Table 1 provides a summary of some recent studies that have directly compared different monitors under laboratory or free-living conditions. The majority of these studies have compared two or three different monitors during a period of 1 to 7 d in free-living settings. The majority of studies identified included the ActiGraph model 7164 or GT1M. Comparisons were made between counts (counts per minute), energy expenditure, or time spent in light-, moderate-, and vigorous-intensity activities. The analytic methods used in recent comparison studies have predominantly used tests of overall associations (e.g., correlations) and group means (e.g., t-tests or ANOVA), with more limited use of methods for testing of potential bias (e.g., Bland–Altman plots). The diverse nature of the studies and the variability in results make it difficult to draw conclusions about agreement among monitors.
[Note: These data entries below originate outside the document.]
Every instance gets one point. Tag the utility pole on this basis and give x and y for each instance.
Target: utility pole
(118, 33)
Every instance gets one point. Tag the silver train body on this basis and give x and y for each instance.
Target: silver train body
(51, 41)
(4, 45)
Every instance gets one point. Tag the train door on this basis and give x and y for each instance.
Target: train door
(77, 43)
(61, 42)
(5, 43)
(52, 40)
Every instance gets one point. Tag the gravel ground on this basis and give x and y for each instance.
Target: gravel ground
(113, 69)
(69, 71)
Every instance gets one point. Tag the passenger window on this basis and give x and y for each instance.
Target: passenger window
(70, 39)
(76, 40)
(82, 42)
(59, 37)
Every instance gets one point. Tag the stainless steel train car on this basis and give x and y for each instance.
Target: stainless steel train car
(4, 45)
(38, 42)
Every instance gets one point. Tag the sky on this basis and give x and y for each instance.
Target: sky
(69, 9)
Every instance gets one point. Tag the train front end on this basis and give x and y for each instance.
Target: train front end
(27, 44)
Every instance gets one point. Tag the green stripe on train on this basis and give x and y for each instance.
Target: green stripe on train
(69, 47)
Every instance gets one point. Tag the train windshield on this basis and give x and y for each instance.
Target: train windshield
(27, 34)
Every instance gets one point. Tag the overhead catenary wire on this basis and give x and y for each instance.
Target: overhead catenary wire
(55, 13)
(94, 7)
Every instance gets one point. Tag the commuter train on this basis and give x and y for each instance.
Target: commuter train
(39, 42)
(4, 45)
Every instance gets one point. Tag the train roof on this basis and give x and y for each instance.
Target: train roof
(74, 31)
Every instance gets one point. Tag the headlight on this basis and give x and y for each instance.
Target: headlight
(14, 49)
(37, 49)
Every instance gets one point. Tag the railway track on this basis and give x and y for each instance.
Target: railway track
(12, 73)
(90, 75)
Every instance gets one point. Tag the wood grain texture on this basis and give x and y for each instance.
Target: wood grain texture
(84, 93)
Studies also are limited because of small (10 to 50 persons) and homogeneous (similar age, adiposity, and activity levels) convenience samples. Although these studies have contributed new insights, it still is not possible to determine the relative utility of monitors or the relative degree of correspondence for evaluating physical activity or energy expenditure. Recommended guidelines for comparison studies are provided at the end of the article to guide future research.
EMERGING MEASUREMENT CHALLENGES
In the early years of accelerometry research, only a few monitors were available, and the overall differences in technology were relatively minor. The landscape has changed drastically in the past 5 yr, and many competing technologies are now available for objective physical activity monitoring. The expansion and diversity of technology have made it difficult to determine the relative value or utility of these various tools. Standard accelerometry-based activity monitors have become more sophisticated, and these advances have allowed companies to increase accuracy and functionality while maintaining or reducing cost. However, continuing changes in hardware and firmware (programs that internally control electronic devices) have made it difficult to determine how to compare output even across generations of monitor models from the same manufacturer. The commonly used ActiGraph monitor, for example, has undergone numerous transformations over the years. Considerable efforts have been made to ensure consistency in output across generations, yet research has demonstrated some differences in the sensitivity and properties of the sensors when used for assessing physical activity (9,27).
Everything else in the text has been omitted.